Microsoft’s new Windows Phone 7 operating system got “off to a slow start,” according to market researcher NPD, with phones based on the software accounting for just two percent of U.S. consumer smartphone sales in the fourth quarter.

That is a slower start than either Android or Palm’s webOS had in their debut, NPD said. Windows Phone 7′s sales put it not only behind Android, Apple and RIM, but also behind its own, older Windows Mobile operating system. Windows Phone 7′s two percent share was roughly equal to what HP’s Palm share was for the fourth quarter.

“With its mid-quarter launch, Windows Phone 7 entered the epicenter of competition between iOS and Android at AT&T,” NPD analyst Ross Rubin said in a statement. “Both competitors offer mature feature sets and large app libraries. Microsoft has made the case for Windows Phone 7′s differentiation and improved integration. Now, the company must close the feature gap, offer more exclusive capabilities, work with partners to deliver hardware with better differentiation, and leverage its extensive experience in driving developer communities to increase its app offerings.”

Microsoft has said some two million phones running Windows Phone 7 were sold to carriers worldwide, but has offered no data on the rate at which the devices were actually leaving store shelves.

AT&T, which sells the broadest array of Windows Phone 7 models, also hasn’t given specific sales figures but said that the numbers have been growing steadily since launch. LG, one of the phone makers that built Windows 7 models, indicated its sales were less than it had hoped.

Microsoft downplayed the meaningfulness of early sales figures.
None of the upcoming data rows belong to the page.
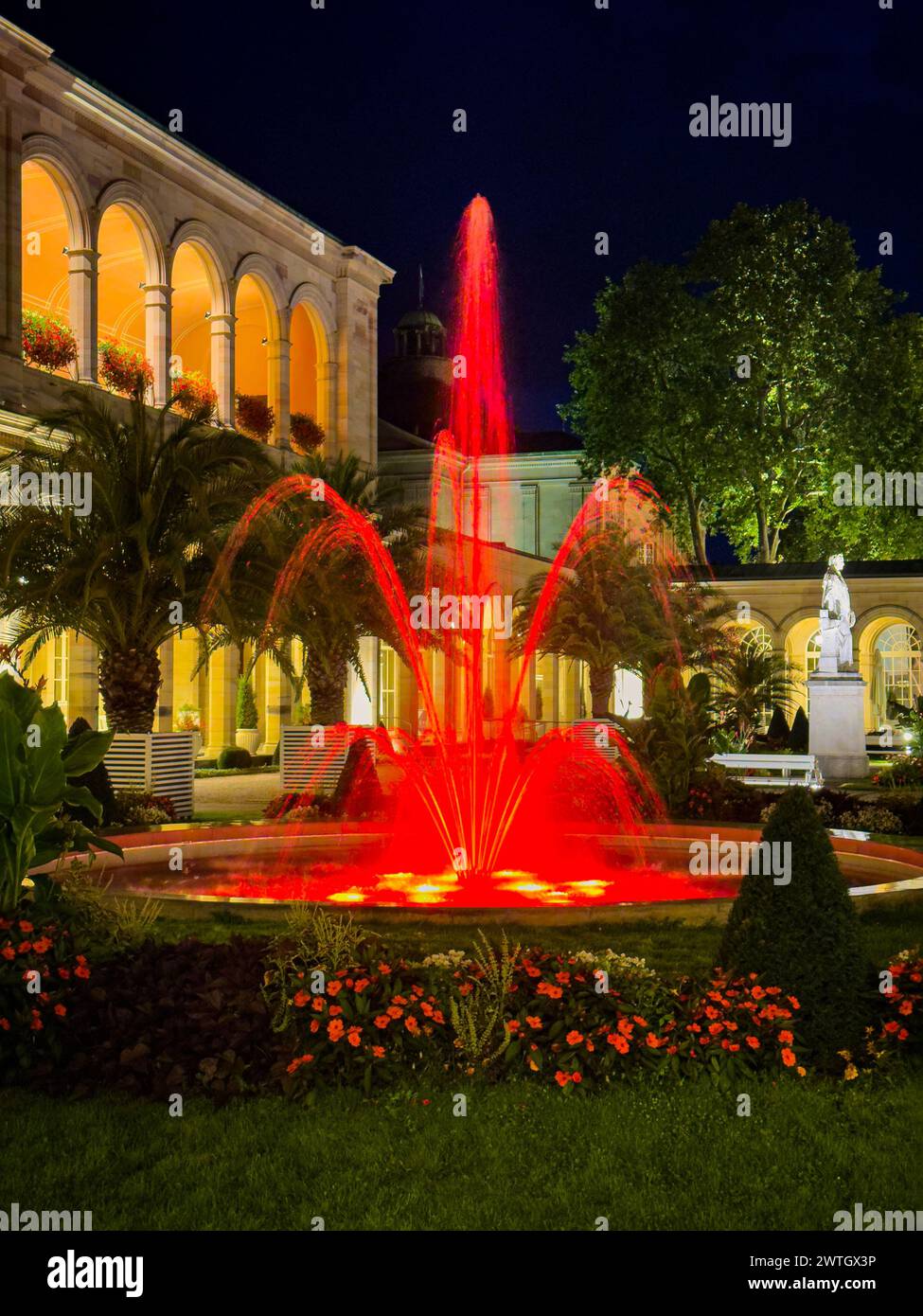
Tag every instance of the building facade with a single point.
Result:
(116, 228)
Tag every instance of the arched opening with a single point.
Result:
(195, 299)
(307, 353)
(46, 272)
(253, 330)
(895, 668)
(123, 279)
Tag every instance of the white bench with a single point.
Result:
(774, 769)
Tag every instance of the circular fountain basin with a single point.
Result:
(261, 867)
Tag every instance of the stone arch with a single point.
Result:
(47, 151)
(312, 354)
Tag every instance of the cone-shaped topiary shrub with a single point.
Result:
(777, 735)
(804, 935)
(798, 736)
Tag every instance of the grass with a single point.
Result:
(522, 1158)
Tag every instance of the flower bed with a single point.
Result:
(194, 395)
(46, 341)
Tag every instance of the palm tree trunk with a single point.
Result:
(327, 684)
(600, 691)
(130, 682)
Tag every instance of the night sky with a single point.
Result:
(577, 122)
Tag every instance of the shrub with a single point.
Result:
(39, 975)
(304, 434)
(804, 935)
(906, 770)
(124, 370)
(194, 395)
(777, 732)
(142, 809)
(871, 817)
(255, 416)
(39, 776)
(46, 341)
(248, 718)
(799, 733)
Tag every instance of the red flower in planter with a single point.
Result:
(124, 370)
(46, 341)
(194, 394)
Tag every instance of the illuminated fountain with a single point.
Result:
(473, 824)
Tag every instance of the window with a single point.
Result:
(387, 685)
(529, 517)
(898, 653)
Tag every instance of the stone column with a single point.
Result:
(222, 699)
(157, 337)
(81, 679)
(222, 365)
(166, 712)
(278, 365)
(327, 403)
(81, 291)
(276, 704)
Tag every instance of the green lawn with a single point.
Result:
(522, 1158)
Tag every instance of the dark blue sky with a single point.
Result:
(578, 121)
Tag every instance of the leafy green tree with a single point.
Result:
(40, 769)
(336, 600)
(130, 574)
(613, 611)
(647, 391)
(804, 934)
(743, 382)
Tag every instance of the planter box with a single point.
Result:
(311, 766)
(248, 738)
(161, 762)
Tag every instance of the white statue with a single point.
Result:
(836, 618)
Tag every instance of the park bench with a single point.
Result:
(772, 769)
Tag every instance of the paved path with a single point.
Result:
(236, 796)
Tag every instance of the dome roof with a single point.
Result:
(420, 320)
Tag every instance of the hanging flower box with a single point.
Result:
(192, 394)
(304, 434)
(124, 370)
(255, 416)
(46, 341)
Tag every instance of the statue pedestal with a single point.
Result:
(838, 722)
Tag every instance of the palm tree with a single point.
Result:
(613, 611)
(748, 678)
(165, 492)
(336, 600)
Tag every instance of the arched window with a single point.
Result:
(44, 239)
(901, 661)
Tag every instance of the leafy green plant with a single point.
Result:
(37, 769)
(477, 1013)
(804, 934)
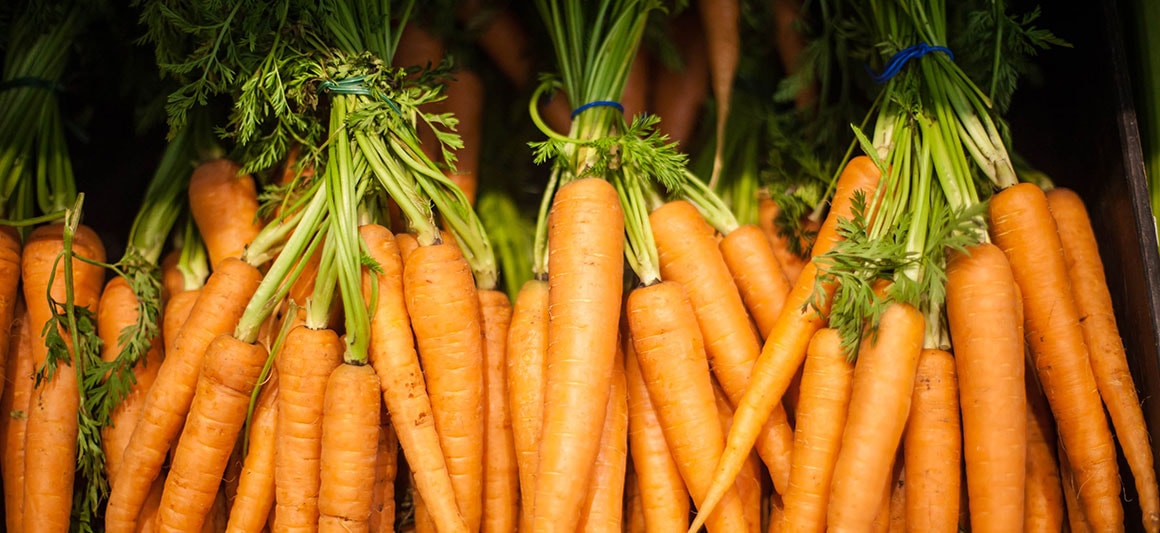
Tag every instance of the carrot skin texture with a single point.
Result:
(783, 352)
(304, 365)
(658, 479)
(216, 311)
(933, 449)
(14, 403)
(393, 357)
(826, 387)
(50, 439)
(350, 426)
(586, 267)
(444, 315)
(216, 417)
(879, 403)
(252, 505)
(1109, 362)
(1021, 224)
(526, 351)
(672, 358)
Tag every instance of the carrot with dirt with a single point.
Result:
(1109, 362)
(820, 419)
(1022, 225)
(933, 447)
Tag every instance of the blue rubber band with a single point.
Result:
(597, 103)
(899, 59)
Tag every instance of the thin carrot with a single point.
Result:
(393, 357)
(879, 403)
(658, 477)
(14, 405)
(1021, 224)
(933, 446)
(218, 411)
(304, 365)
(818, 434)
(782, 354)
(444, 315)
(1109, 362)
(526, 348)
(255, 487)
(216, 311)
(585, 266)
(603, 509)
(350, 426)
(224, 204)
(672, 358)
(50, 439)
(501, 479)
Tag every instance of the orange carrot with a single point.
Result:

“Sales are an important measure of success, but for a new platform customer satisfaction and active developer investment can be even more important leading indicators of long-term success,” a representative said in a statement, reiterating comments that the company made last week noting high customer satisfaction numbers and a growing base of applications. “These early signs of satisfaction from customers and developers are reason to be bullish about the foundation for long-term success for Windows Phone 7.”

Overall, NPD said that Android grew its share nine points during the quarter, grabbing 53 percent of the consumer market, while Apple iPhones accounted for 19 percent of the market, down four percentage points. RIM also had a 19 percent share, a drop of two percentage points.

The five top-selling handsets included three Android models and two versions of the iPhone–the iPhone 4 and iPhone 3GS. The iPhone 4 was the top-selling device, followed by the Motorola Droid X and HTC Evo 4G. The iPhone 3GS was the fourth-best-selling model, followed by the Motorola Droid 2. Motorola has already said it expects to take a hit this quarter, as its top-selling devices are on Verizon, which is now getting an iPhone of its own.